You can (and likely should) merge related alerts into a single event via PagerDuty. When merging events, bring them together in logical groups. Grouping by cluster is a good start. Also make sure to rename the grouped alert so that others viewing the PagerDuty overview can know what the related alerts are, without having to dig.

Etiquette#

Don't acknowledge an incident out from under someone else. If you didn't get paged for the incident, then you shouldn't be acknowledged by you. Offer your help in the operations channel if you happen to know the particular issue.
If you are testing something, or performing an action that you know will cause pages, it's good behavior to "take the pager" for the time you are working on the system. Just let the person on-call know that you will take the pager.
"Never hesitate to escalate" - Don't feel ashamed to get external help from your team if you don't know how to resolve an issue.
Always consider covering an hour or so for someone else's on-call time if they ask for it and you are able. Most of our on-call times are during business hours. Covering while someone goes on an extended lunch with friends or takes half a day off is greatly appreciated, one day you might also want to run out early on a Friday enjoying the weekend ;)
If an issue comes up during your on-call shift for which you are paged you are responsible resolving it. Even if it takes 2 hours and you only have an hour left in your shift. You can hand it over to the next on-call if they agree or even solve it together.

Acknowledgements#

https://response.pagerduty.com/oncall/being_oncall/

Emergency Phone Number#

One part of our On-Call System is automated monitoring. Another crucial part is the emergency phone number which customers can alert us if they need to direct our attention during hours where there's no support staff online or if they need to warn us of something and can't get in touch with us for whatever reason (e.g. unavailability of other communication channels).

Process#

We use PagerDuty Live Call routing to which we direct all the Local Phone Numbers.

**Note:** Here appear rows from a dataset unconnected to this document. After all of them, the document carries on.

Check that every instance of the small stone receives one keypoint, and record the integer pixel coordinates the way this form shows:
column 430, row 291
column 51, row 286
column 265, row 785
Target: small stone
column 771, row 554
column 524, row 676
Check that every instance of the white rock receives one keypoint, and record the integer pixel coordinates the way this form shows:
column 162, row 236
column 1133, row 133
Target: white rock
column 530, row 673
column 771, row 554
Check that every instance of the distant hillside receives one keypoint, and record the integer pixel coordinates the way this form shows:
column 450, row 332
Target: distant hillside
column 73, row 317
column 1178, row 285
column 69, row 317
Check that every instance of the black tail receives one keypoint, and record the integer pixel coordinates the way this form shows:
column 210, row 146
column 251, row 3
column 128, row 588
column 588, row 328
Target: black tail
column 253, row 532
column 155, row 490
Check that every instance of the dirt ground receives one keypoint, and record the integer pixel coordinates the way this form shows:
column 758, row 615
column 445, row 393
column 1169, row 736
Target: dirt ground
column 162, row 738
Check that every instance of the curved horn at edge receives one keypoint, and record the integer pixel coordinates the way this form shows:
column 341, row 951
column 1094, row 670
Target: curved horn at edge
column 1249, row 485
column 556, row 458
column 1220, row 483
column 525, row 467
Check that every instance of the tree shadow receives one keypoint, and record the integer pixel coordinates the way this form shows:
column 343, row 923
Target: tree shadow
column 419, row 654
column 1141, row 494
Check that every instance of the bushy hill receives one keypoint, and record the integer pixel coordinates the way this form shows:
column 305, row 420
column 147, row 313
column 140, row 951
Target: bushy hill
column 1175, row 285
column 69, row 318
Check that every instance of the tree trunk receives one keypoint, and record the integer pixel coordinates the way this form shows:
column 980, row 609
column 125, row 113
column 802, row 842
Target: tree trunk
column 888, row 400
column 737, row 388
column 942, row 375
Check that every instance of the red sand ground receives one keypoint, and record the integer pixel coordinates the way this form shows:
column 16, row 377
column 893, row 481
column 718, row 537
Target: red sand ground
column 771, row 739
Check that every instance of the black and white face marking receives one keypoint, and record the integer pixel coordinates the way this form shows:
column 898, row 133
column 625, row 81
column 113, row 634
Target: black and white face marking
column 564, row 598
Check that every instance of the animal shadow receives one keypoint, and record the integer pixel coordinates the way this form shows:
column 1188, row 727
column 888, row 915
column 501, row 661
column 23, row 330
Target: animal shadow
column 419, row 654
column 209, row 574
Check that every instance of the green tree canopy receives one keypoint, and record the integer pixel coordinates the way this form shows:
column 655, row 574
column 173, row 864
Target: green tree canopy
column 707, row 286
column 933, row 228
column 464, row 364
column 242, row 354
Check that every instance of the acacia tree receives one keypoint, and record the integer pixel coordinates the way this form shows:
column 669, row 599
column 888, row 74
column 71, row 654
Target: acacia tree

Customers must first try to get in touch with us via the means of written communication (e.g. creating a ticket) and then get in touch with us via the emergency phone number.

The emergency number takes all information via a voice mail, which will then be sent to the on-call as an escalating alert through the current on-call engineers.

As soon as the Engineer Receives the Alert, we will need to verify if the customer is the person they claim to be - If a ticket has been created, or we got in touch via slack in a shared channel we generally trust the customer that there are valid reasons to call the emergency line.

After verification, we start working with the customer on the case they opened.